Economics ignores how a debt-based monetary system imposes scarcity on countries and populations. There is never enough money to pay back all the debt, so everyone is forced to jump on the hamster wheel, scrambling to find more money to pay back debt. This dynamic is perpetual. It never stops until the system crashes. It need not be this way.
4. Neoclassical Economics equates net worth with value creation.
Economics ignores how the financial class and others serving the upper end of the capital structure capture more money simply because they have entrenched power. They extract value. They do not create it. Economics is correct that participants in the economic system create value, but it misses the fact that the monetary system on top of the economic system determines who captures that value.
5. Neoclassical Economics assumes free, rational, economic actors by ignoring power differential of debt.
The power differential caused by the monetary system is ignored by economics. This is the only reason the system is erroneously called a “free market.” The monetary system is entirely centripetal, sucking all power to the center, or the top-tiered financiers. People are in servitude in a very controlling market, not a free market.
6. Neoclassical Economics ignores the instability of having a pure debt-based monetary system.
Economists ignore that the economic system is guaranteed to boom, bust, and eventually end – because the monetary system on top of it, is completely unstable and fundamentally flawed. It depends upon increasing debt. It cannot increase forever, and it can collapse to zero since people have no sovereign money.
7. Neoclassical Economics ignores the wealth illusion.
By not addressing the issue of debt-based money, economics fools people into believing the digits in their bank accounts equate to their wealth. But the fact is they represent a conditional liability, i.e. somebody else’s debt. This becomes obvious during deflation. The illusion is reinforced during inflationary periods.
8. Neoclassical Economics ignores perpetual exponential growth.
Unimaginably, economists ignore the most severe flaw of the monetary system that drives our economic system—it requires exponential growth. This guarantees eventual failure, but neoclassical economics conveniently assumes that problem away.
9. Neoclassical Economics ignores perpetual increasing scale.
As a result of perpetual exponential growth, institutions in the system continually get bigger and bigger. We saw this as the economic system made towns, counties, and states irrelevant through the last century, and we are now seeing it as mega banks and corporations are now making national governments irrelevant. People are now living as tiny cogs in a machine of incomprehensible scale.

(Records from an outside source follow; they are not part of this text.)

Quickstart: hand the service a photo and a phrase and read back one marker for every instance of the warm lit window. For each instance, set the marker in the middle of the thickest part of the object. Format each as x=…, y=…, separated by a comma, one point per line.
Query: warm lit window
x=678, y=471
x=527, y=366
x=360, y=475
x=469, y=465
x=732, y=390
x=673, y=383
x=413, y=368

Everything in life has been monetized, so things that don’t generate bank credit get devalued (spirituality, psychology, rest, joy, play, etc).
10. Neoclassical Economics ignores perpetual increasing velocity.
Another problem from exponential growth is perpetually increasing velocity. The system has to chug faster and harder as it continues to grow. This means human life has to chug faster and harder. The most obvious manifestation of this is the endless, hectic commutes every morning to jobs we despise. We feel frustration, sometimes rage, toward our fellow commuters. That is just one small example of how systemic velocity affects the human spirit.